We were then served our entrée, one T-bone Rose Beefsteak, and one Paprika Salmon. The steak was aged, same as the rest of the beef in this course, and cooked medium-well. It was dressed with leek and broccoli puree and sided with an assortment of cooked veggies. The steak was tender and juicy, primarily because of the changes caused in its aging. The flavor had peaked here and was more enhanced by the puree. It was a must-try. The Salmon was pan-seared and smoked with paprika, giving its aroma a distinct and powerful call. It was layered on top of spinach and peas, solidifying its state as a healthy, low carb, dish. The salmon was delicate in texture and the smoked paprika added a layer of intrigue to the flavor.

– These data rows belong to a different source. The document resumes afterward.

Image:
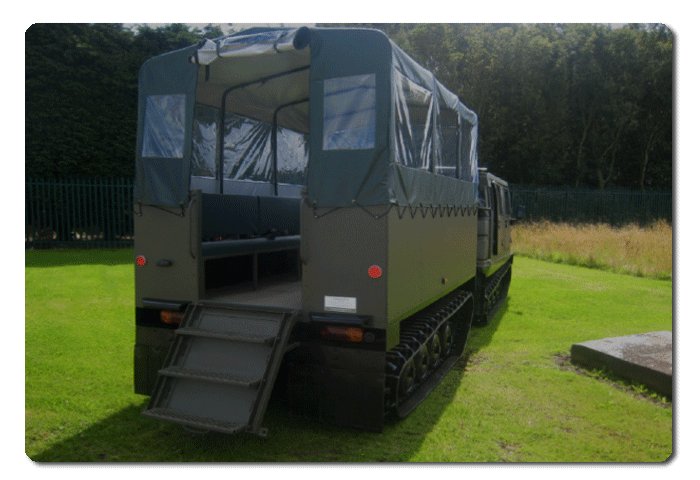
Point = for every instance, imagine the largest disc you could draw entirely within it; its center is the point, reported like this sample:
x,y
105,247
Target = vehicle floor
x,y
278,291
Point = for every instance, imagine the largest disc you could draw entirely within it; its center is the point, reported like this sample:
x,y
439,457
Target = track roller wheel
x,y
407,380
434,345
447,338
422,361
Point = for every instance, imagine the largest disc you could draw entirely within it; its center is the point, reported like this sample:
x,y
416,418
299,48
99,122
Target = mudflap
x,y
337,385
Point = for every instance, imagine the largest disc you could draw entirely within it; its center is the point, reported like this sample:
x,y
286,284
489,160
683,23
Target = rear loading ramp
x,y
222,367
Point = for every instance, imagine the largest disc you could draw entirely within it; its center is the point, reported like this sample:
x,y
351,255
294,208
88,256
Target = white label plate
x,y
340,304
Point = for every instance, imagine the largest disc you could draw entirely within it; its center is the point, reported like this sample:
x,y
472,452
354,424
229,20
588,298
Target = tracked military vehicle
x,y
307,201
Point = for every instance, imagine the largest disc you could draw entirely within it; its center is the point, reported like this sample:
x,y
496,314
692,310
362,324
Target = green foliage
x,y
572,104
579,105
81,94
510,400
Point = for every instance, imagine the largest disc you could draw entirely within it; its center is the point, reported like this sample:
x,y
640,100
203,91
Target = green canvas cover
x,y
344,112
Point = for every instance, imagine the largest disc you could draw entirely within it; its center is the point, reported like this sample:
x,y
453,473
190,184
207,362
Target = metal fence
x,y
615,206
78,213
97,212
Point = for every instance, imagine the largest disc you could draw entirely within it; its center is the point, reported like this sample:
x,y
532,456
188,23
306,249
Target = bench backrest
x,y
242,216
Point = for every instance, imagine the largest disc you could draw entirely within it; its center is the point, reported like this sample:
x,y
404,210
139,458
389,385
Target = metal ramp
x,y
221,367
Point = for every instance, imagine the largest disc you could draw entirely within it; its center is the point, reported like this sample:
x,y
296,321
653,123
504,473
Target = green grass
x,y
512,399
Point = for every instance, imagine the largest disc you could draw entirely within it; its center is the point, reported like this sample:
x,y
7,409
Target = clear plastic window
x,y
446,163
349,112
414,124
164,126
205,145
247,149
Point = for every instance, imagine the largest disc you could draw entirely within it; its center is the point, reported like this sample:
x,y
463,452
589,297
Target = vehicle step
x,y
194,421
218,377
223,335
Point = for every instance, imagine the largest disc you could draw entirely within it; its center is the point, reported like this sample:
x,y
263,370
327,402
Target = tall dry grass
x,y
631,249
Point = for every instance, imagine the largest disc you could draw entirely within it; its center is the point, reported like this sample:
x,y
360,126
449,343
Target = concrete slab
x,y
646,358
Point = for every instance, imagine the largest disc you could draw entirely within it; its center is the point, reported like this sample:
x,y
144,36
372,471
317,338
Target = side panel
x,y
337,250
170,241
429,255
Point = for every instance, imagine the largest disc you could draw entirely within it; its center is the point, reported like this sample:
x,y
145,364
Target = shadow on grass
x,y
126,436
59,258
481,336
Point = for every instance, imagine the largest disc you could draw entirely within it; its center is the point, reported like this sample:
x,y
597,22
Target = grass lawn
x,y
514,398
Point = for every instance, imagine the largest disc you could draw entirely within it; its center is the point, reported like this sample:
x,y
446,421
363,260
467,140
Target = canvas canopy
x,y
343,112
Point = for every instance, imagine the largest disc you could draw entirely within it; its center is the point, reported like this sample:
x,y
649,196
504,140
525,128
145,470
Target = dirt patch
x,y
563,362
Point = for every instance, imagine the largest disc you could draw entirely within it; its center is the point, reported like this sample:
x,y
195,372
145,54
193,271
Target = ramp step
x,y
221,368
226,378
198,332
195,421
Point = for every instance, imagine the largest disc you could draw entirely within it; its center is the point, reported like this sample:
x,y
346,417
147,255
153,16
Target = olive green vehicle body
x,y
354,288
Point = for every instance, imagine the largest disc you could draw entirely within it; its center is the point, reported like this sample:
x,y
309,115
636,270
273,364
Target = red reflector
x,y
374,271
170,317
343,334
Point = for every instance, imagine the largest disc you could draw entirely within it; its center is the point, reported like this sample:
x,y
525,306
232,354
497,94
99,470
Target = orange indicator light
x,y
374,271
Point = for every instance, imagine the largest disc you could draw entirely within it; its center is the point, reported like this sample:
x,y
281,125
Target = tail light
x,y
170,317
342,334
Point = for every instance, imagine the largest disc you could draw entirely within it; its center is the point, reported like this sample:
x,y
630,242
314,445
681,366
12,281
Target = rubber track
x,y
413,345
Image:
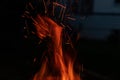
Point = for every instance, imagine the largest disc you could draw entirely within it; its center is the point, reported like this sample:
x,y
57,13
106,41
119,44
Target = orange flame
x,y
61,65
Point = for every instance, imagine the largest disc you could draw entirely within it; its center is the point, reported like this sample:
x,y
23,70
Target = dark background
x,y
17,54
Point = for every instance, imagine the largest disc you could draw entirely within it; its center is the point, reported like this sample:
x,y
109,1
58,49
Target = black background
x,y
16,56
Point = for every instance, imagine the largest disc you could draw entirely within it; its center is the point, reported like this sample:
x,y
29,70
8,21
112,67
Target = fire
x,y
60,65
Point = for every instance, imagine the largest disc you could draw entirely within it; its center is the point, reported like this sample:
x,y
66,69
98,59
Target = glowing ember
x,y
62,64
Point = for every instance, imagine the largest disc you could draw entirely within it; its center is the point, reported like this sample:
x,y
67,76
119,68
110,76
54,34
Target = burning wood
x,y
59,65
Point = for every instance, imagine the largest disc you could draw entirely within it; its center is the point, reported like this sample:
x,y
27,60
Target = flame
x,y
59,66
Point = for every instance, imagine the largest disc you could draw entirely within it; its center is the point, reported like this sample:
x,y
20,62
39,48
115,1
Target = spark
x,y
71,18
31,6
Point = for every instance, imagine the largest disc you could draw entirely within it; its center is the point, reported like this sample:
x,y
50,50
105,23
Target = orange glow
x,y
61,65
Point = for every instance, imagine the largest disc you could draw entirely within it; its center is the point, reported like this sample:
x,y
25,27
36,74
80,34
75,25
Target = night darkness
x,y
17,54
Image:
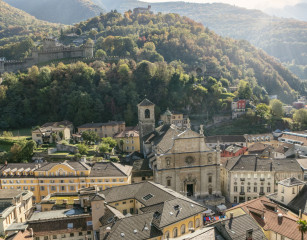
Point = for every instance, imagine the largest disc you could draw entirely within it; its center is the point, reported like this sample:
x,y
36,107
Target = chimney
x,y
280,217
31,232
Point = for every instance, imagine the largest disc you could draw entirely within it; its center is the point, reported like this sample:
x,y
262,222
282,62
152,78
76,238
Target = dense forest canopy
x,y
172,60
178,38
18,30
285,39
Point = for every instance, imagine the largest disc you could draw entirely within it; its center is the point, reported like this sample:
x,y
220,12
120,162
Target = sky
x,y
252,4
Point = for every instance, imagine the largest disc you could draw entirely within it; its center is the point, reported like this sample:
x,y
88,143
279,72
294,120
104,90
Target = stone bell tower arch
x,y
146,117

Finally, we were treated to dessert- a lemon tart and poached pear. Deep red in appearance, the poached pear was sitting on a thin layer of sponge cake and swam in a caramelized form of their Q’ine wine. I had never seen anything like it. I took a bite and confirmed I had never tasted anything like it, either. It was sweet but not saccharine and I couldn’t get enough. From the soft sponge cake to the delicate pear, it was a dish made to perfection. I then followed it up with the lemon tart. This was presented in a comparatively less dramatic fashion. With a smear of thick chocolate beneath the tart and a trail of lemon slices atop it, it looked like the perfect end to a thoroughly wholesome meal. The first bite revealed the tart’s slightly crunchy nature as well as its wonderfully seamless play between sweet and sour. The chocolate added a new dimension of interest as well. I was very happy.

Fresh Corner’s goal has long been to provide us with a fresh variety of produce, and now, with their Kitchen, they have decided to provide us with fresh, house-made meals as well. And although dining here requires somewhat deep pockets, it is all too worth it for those of you who can afford to have a curious palate.